Sell broken phones, a guide to make sell right!
There are 3 main conditions recycle stores in the UK use to value your old mobile phones, be sure to check the right price!
- Brand New - This means it's never been turned on
- Working - This means undamamged & functioning
- Broken - Broken, but also includes exterior wear
BE CAREFUL! This is the biggest area of confusion in the phone recycling industry. make sure you select an honest description of your phone to make sure you're looking at the right price.
Selling broken phones, what is accepted?
Yes, we (and the recycling companies) accept that a phone which you may well have had for 18 months won't be without its scratches. A large percentage of the recycle stores will still pay cash for 'non-working', 'broken' or 'damaged' phones.
- A cracked screen
- Excessive scratches, dents and chips
- Broken microphones or speakers
- Faulty buttons and keys
- Broken / missing battery
- Does not power up
- SIM gate broken or missing
- Operating system missing or corrupt
...You can still get some cash for them! Put your phone model into the search engine above and we will investigate the best prices for you.

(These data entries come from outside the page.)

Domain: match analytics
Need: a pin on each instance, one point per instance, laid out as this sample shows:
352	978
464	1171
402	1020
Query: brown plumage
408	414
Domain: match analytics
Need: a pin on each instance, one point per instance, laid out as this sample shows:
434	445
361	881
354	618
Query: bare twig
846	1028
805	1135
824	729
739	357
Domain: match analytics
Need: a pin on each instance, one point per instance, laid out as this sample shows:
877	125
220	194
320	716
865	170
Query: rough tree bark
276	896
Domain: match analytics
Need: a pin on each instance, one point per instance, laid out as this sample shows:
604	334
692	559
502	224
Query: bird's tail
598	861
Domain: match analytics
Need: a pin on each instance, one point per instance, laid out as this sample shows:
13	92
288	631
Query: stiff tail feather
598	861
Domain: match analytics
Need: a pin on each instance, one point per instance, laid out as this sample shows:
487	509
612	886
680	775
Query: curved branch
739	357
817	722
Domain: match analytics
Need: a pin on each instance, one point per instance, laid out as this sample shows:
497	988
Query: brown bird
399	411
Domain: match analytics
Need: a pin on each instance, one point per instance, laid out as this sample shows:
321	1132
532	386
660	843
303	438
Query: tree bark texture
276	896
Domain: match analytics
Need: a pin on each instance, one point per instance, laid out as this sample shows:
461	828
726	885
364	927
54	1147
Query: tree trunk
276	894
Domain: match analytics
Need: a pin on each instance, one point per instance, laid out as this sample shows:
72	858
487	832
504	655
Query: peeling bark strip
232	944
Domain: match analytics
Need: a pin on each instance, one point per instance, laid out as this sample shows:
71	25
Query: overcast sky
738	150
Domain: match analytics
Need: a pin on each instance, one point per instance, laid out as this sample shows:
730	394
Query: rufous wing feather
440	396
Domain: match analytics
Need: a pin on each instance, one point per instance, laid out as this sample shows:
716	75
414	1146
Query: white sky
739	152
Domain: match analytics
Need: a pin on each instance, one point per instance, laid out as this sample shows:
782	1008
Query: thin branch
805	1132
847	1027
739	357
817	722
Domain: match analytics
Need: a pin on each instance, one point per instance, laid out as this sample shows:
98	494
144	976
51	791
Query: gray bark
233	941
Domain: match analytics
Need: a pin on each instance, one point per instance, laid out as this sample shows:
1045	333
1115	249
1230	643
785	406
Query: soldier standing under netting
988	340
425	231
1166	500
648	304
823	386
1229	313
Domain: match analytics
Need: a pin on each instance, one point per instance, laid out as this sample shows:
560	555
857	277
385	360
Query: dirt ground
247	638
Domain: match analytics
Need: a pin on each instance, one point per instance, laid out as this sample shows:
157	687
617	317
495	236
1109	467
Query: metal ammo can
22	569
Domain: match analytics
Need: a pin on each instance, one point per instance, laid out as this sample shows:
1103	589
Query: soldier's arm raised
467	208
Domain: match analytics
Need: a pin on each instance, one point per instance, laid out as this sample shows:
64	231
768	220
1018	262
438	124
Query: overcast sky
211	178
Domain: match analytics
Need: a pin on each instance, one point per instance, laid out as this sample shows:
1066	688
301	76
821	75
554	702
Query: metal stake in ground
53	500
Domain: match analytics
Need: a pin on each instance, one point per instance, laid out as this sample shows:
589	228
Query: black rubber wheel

Be warned: some recyclers could offer larger sums of money but then alter the quote depending on the damage - even after you have sent off your phone.
However: If you are not happy with the altered quote you will be able to get your phone back, but this won't always be free of charge, it depends on the company. Always check the terms and conditions of the individual recycler before sending anything off. All companies will have different policies on sending phones back.
Selling broken mobiles, what is NOT accepted?
We do appreciate there seems to be a thin line between 'damaged' and 'too damaged'. But the long and short of it is that there are several generic states your phone can be in where they will never be accepted and you will never get money for them...
- Blacklisted or stolen
- Network barred phones
- Blacklisted by CheckMEND
- Water damaged / Liquid ingress
- Twisted or snapped in two
- SIM or memory card glued in
- Broken hinges on flip phones
- Not a genuine device (fakes)
...you are most certainly not going to get any money for them. These are counted as beyond economic repair or illegal phone sales.
It should also be noted that every phone has a unique code (IMEI) number which acts as a tag. If the owner reports it as stolen, it will come up on the system and the phone will be given to the police.
You can perform a check on CheckMEND to see if your phone has any dirty history.
How the pricing works, for recycling broken phones
So, you have a broken mobile you want to recycle. All you need to do is use our search engine above to find the brand and model to get some initial quotes following these steps:
- Once you choose a recycler, you'll get a post pack and send the damaged mobile phone to them.
- The recycler then gets the device and checks the condition of it.
- Exact quotes: If they give you an upfront price and the phone matches the terms you agreed, you'll be paid as normal.
- Estimate quotes: If it doesn't meet the condition terms or they gave you an estimated price initially (prices that state 'up to £xx') they will give you an accurate quote on it's value depending on the level of damage.
- You get emailed, you then decide to accept or have the device returned.
How on site valuation offers work
If a store does not offer an upfront price they will make an offer to you once they've checked the device over. Once a recycler has made an offer for the damaged phone or gadget you've sent, you'll have a few days to choose if you accept the offer or not before the payment is automatically made.
If you don't want to accept the offer, depending on the store, you'll get the phone back FREE or have to pay a small postage fee for it to be returned.
All recyclers featured on this site will offer you a fair price for the condition of the phone, this price is calculated on how much it will cost them to repair of salvage parts from the device.
Repair broken phones, some food for thought
If your phone is too damaged to recycle, one option is to get the phone repaired, to either keep it as a spare or sell it for money when it is fixed. Technical problems are covered by the phones 12-24 month warranty in most cases. Here's some information on how to go about it:
Or, if you are a bit of a DIY addict, you can get some screen repair kits from Amazon.
Whatever you do though, do not throw them away - one mobile phone battery is still enough to pollute 60,000 litres of water, which isn't good for the environment or us, so it needs to be disposed of properly. Make sure you take the battery to a battery bin - these can be found in most local supermarkets, so it can't be of any harm. Or, donate the whole phone to a company that promises to recycle your phones in the right way.